New York Attorney General Letitia James released the following statement in support of the U.S. Food and Drug Administration’s (FDA) decision today to permanently allow abortion pills by mail:
“As reproductive rights continue to be under attack across our nation, the FDA’s decision today to permanently allow access to abortion pills by mail is a major step to protect the right to abortion services. During the pandemic, my office successfully urged the FDA to expand access to the abortion pill because no one should be forced to risk their health while exercising their constitutional right to an abortion. Despite this progress, we know that there will be pushback from states that wish to deny these rights. We are prepared to fight back and do everything in our power to protect our rights.”
In February 2021, Attorney General James led a coalition of attorneys general in filing an amicus brief in American College of Obstetricians and Gynecologists et al. v. FDA et al., where she encouraged an appeals court to uphold a lower court’s preliminary injunction that provided patients with safe access to medication abortions via telehealth and to extend that injunction to cover miscarriage treatment, all in an effort to minimize the risk of exposure to COVID-19.
The preliminary injunction, previously issued, partly paused a FDA requirement that forces women to appear in person in a clinical setting to receive a drug known as mifepristone for an early abortion and miscarriage treatment, making the drug readily accessible via telehealth and mail delivery for abortion patients, so as to not potentially expose those patients to COVID-19 by requiring unnecessary travel.
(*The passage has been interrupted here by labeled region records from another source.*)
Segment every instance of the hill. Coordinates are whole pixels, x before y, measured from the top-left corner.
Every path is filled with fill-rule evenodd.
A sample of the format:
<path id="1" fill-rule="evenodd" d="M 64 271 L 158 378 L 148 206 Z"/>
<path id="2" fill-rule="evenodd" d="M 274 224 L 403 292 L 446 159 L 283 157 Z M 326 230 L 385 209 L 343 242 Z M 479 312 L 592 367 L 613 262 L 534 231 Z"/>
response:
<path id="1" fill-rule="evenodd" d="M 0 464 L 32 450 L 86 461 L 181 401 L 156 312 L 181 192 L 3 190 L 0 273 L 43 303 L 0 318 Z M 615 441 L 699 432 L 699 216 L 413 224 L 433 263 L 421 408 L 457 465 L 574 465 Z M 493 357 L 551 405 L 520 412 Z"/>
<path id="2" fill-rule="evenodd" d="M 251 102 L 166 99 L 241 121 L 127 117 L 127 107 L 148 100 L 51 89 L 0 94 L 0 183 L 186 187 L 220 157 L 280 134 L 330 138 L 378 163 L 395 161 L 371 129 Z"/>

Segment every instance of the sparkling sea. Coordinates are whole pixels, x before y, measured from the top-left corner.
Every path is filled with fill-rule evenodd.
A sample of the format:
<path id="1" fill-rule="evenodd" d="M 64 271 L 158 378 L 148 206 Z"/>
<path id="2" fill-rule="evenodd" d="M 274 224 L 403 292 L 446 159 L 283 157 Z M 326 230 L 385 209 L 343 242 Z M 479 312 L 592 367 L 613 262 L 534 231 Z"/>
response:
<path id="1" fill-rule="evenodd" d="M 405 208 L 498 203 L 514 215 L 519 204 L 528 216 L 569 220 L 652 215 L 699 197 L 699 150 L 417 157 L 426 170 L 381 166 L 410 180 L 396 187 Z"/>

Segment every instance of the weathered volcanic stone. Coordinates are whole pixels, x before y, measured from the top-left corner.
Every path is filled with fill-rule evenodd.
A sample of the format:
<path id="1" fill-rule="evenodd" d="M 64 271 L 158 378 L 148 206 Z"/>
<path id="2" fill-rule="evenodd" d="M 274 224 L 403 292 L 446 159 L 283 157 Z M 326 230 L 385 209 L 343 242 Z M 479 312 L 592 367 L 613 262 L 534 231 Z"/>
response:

The amicus brief followed up on three previous amicus briefs filed in this case by a coalition of states led by Attorney General James — in the U.S. District Court for the District for Maryland in June 2020, in the U.S. Court of Appeals for the Fourth Circuit in August 2020, and in the U.S. Supreme Court in September 2020 — asking those courts to issue or leave in effect the preliminary injunction suspending the FDA’s in-person requirements for mifepristone.
The four amicus briefs also followed up on a letter Attorney General James sent, in March 2020, to both the U.S. Department of Health and Human Services (HHS) and the FDA, requesting that the Trump Administration waive or utilize its discretion not to enforce a specific designation that dictated and subsequently impeded patients’ access to reproductive care, including medication abortions.
Attorney General James called on the Trump Administration to ensure that patients across the country could more easily access this critical health care service while the pandemic left many unable to seek in-person care.